Kabul, Afghanistan The Obama administration on Thursday endorsed fragile Afghan efforts to negotiate peace with the Taliban, backing off its prior stance that talks with the Taliban were premature until the war is all but won.
U.S. Defense Secretary Robert Gates, who only last month had said it was too soon for high-level reconciliation talks, struck a different chord at NATO headquarters in Brussels, Belgium.
“Whenever opportunities arise that are worth exploring, I think we ought to take advantage of that,” Gates said.
Senior U.S. officials have long said they didn’t expect the Taliban to talk peace as long as the militants believed they were winning, and at least some administration officials had been cool to peace feelers put forth by President Hamid Karzai.
The new acceptance of reconciliation could be seen as an admission that the war is going badly.
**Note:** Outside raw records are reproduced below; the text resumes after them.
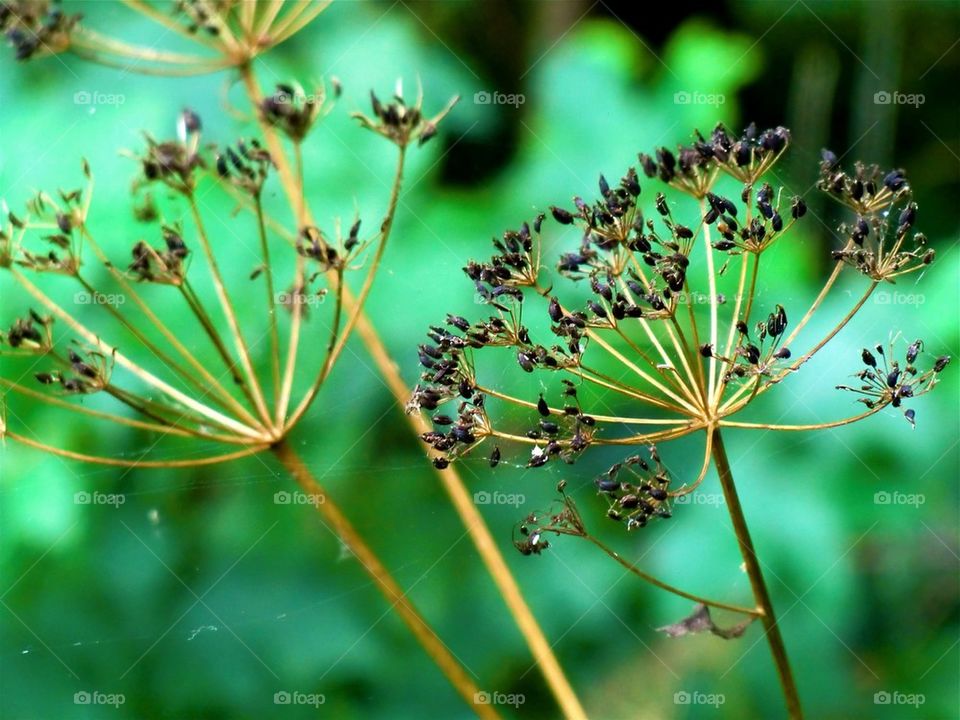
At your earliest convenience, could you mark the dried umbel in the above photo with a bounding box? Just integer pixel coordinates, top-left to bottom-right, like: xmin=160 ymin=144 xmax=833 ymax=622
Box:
xmin=0 ymin=7 xmax=586 ymax=719
xmin=410 ymin=126 xmax=942 ymax=478
xmin=0 ymin=0 xmax=330 ymax=75
xmin=408 ymin=125 xmax=949 ymax=716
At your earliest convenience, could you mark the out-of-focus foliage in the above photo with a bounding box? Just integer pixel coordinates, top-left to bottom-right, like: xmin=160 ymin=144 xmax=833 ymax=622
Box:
xmin=0 ymin=2 xmax=960 ymax=718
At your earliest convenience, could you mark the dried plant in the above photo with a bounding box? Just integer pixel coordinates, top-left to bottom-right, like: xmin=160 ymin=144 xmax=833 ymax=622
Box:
xmin=0 ymin=0 xmax=585 ymax=718
xmin=408 ymin=125 xmax=949 ymax=718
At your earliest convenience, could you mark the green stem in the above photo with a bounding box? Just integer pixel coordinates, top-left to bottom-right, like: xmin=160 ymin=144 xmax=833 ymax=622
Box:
xmin=713 ymin=428 xmax=803 ymax=720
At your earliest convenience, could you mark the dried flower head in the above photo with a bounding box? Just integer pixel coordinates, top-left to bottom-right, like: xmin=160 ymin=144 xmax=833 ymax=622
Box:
xmin=353 ymin=80 xmax=460 ymax=147
xmin=0 ymin=0 xmax=81 ymax=60
xmin=408 ymin=125 xmax=942 ymax=529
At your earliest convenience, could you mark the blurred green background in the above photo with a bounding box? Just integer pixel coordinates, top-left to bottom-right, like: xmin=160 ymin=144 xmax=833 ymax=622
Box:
xmin=0 ymin=0 xmax=960 ymax=719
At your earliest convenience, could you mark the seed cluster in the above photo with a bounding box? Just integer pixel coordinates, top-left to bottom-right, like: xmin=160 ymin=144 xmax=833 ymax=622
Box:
xmin=408 ymin=125 xmax=948 ymax=536
xmin=594 ymin=445 xmax=671 ymax=530
xmin=353 ymin=81 xmax=460 ymax=148
xmin=837 ymin=340 xmax=950 ymax=425
xmin=0 ymin=0 xmax=81 ymax=60
xmin=260 ymin=82 xmax=341 ymax=143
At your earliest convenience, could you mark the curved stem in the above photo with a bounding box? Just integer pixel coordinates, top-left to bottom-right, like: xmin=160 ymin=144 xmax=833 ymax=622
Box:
xmin=713 ymin=428 xmax=803 ymax=720
xmin=80 ymin=228 xmax=257 ymax=425
xmin=0 ymin=378 xmax=249 ymax=445
xmin=0 ymin=430 xmax=269 ymax=468
xmin=581 ymin=534 xmax=761 ymax=617
xmin=289 ymin=146 xmax=407 ymax=426
xmin=718 ymin=403 xmax=887 ymax=431
xmin=474 ymin=384 xmax=690 ymax=425
xmin=255 ymin=193 xmax=280 ymax=400
xmin=272 ymin=442 xmax=498 ymax=718
xmin=9 ymin=267 xmax=261 ymax=440
xmin=240 ymin=65 xmax=587 ymax=720
xmin=700 ymin=200 xmax=717 ymax=405
xmin=187 ymin=193 xmax=271 ymax=428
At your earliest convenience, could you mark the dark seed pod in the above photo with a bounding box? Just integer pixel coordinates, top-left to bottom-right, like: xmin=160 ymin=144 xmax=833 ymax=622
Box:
xmin=790 ymin=196 xmax=807 ymax=220
xmin=907 ymin=340 xmax=923 ymax=365
xmin=547 ymin=298 xmax=563 ymax=322
xmin=537 ymin=395 xmax=550 ymax=417
xmin=550 ymin=205 xmax=573 ymax=225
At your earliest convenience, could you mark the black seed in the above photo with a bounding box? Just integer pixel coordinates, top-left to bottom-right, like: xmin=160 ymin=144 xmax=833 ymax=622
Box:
xmin=537 ymin=395 xmax=550 ymax=417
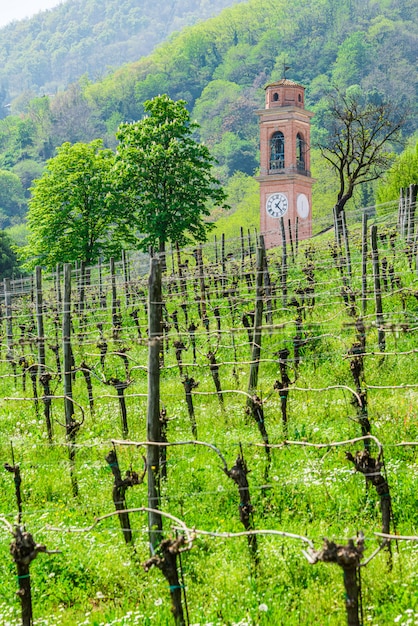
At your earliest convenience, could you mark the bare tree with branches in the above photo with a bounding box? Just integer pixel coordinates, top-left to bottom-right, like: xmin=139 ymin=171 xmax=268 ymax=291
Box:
xmin=319 ymin=86 xmax=407 ymax=224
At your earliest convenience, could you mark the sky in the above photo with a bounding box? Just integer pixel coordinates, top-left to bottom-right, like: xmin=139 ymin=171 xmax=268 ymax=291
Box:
xmin=0 ymin=0 xmax=63 ymax=28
Or it may reflect the view of U.S. military commanders that NATO troops have damaged the insurgency following the surge of more than 30,000 U.S. forces ordered by President Barack Obama.
Some administration officials recently said stepped-up NATO operations, as well as U.S. drone attacks on militants across the border in Pakistan, have shaken the Taliban enough to coax them into negotiations.
Publicizing U.S. support for any peace talks also could be a sign that the administration is looking for ways to demonstrate a commitment to ending the war short of calling home large numbers of troops. The war has claimed the lives of more than 2,000 NATO troops, including at least 1,228 Americans. Gates spoke on a day that eight NATO service members were killed across Afghanistan.
There have been no formal negotiations yet between the Afghan government and the Taliban, only some contacts and signals, according to the Afghan government.
Former Afghan President Burhanuddin Rabbani, leader of the country’s newly formed peace council, said Thursday that the Taliban have not completely rejected a peaceful resolution of the war.
“They have some conditions to start the negotiations process,” he told a news conference. “It gives us hope that they want to talk and negotiate.”
Those conditions are believed to include U.S. first releasing Taliban prisoners from Guantanamo Bay and the U.N. removing scores of militants from its sanctions list.
A senior NATO official said that coalition forces are now allowing safe passage for top Taliban leaders to attend talks — some of them in Kabul.
But Taliban representatives insisted Thursday they will not negotiate so long as foreign troops occupy their country, saying no one who speaks for the group is in talks with the Afghan government.